# Solutions to Questions on How to Reduce Fractions in Maths

Detailed solutions and explanations to the questions on how to reduce fractions are presented.

 A Reduce Fractions Calculator may be used to check your answers.
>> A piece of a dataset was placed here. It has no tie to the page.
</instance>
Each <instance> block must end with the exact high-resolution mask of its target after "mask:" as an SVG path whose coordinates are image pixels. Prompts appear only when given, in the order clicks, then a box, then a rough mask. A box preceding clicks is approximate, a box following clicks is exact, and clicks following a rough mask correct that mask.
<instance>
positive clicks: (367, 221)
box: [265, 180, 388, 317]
Detailed Solutions to questions below Reduce the fractions a) 24 / 36 b) 52 / 120 c) 156 / 208 d) 122 / 6100 Solution a) We start by the prime factorization of the numerator 24 and denominator 36 as follows: 24 = 2 × 2 × 2 × 3 36 = 2 × 2 × 3 × 3 Rewrite the given fraction using the prime factorization of the numerator and denominator found above: $\dfrac{24}{36} = \dfrac{2 × 2 × 2 × 3}{2 × 2 × 3 × 3}$ Simplify $\dfrac{24}{36} = \dfrac{\cancel{2 × 2} × 2 × \cancel{3}}{\cancel{2 × 2} × \cancel{3} × 3} = \dfrac{2}{3}$ b) The prime factorization of the numerator 52 and denominator 120 is as follows: 52 = 2 × 2 × 13 120 = 2 × 2 × 2 × 3 × 5 Rewrite the given fraction using the prime factorization of 52 and 120: $\dfrac{52}{120} = \dfrac{2 × 2 × 13}{2 × 2 × 2 × 3 × 5}$ Simplify $\dfrac{52}{120} = \dfrac{\cancel{2 × 2} × 13}{\cancel{2 × 2} × 2 × 3 × 5} = \dfrac{13}{30}$ c) We start with the prime factorization of the numerator 156 and denominator 208: 156 = 2 × 2 × 3 × 13 208 = 2 × 2 × 2 × 2 × 13 Use the prime factorization of 156 and 208: $\dfrac{156}{208} = \dfrac{2 × 2 × 3 × 13 }{2 × 2 × 2 × 2 × 13}$ Simplify $\dfrac{156}{208} = \dfrac{\cancel{2 × 2} × 3 × \cancel{13}}{\cancel{2 × 2} × 2 × 2 × \cancel{13}} = \dfrac{3}{4}$ d) We start with the prime factorization of the numerator 122 and denominator 6100 as follows: 122 = 2 × 61 6100 = 2 × 2 × 5 × 5 × 61 Rewrite the given fraction using the prime factorization of 122 and 6100: $\dfrac{122}{6100} = \dfrac{2 × 61}{2 × 2 × 5 × 5 × 61 }$ Simplify $\dfrac{122}{6100} = \dfrac{\cancel{2} ×\cancel{61}}{\cancel{2} × 2 × 5 × 5 × \cancel{61}} = \dfrac{1}{50}$ Reduce and compare each pair of fractions. a) 26 / 39 and 14 / 42 b) 45 / 75 and 52 / 65 Solution a) We start by the prime factorization and simplification of the pair of fractions: $\dfrac{26}{39} = \dfrac{2 × 13}{3 × 13} = \dfrac{2}{3}$ $\dfrac{14}{42} = \dfrac{2 × 7}{2 × 3 × 7} = \dfrac{1}{3}$ Comparing the reduced fractions 2/3 is greater than 1/3 and therefore the fraction 26 / 39 is greater than 14 / 42. b) The prime factorization and simplification of the pair of fractions gives: $\dfrac{45}{75} = \dfrac{3 × 3 × 5}{3 × 5 × 5} = \dfrac{3}{5}$ $\dfrac{52}{65} = \dfrac{2 × 2 × 13}{5 × 13} = \dfrac{4}{5}$ Comparing the reduced fractions 4/5 is greater than 3/5 and therefore the fraction 52 / 65 is greater than 45 / 75.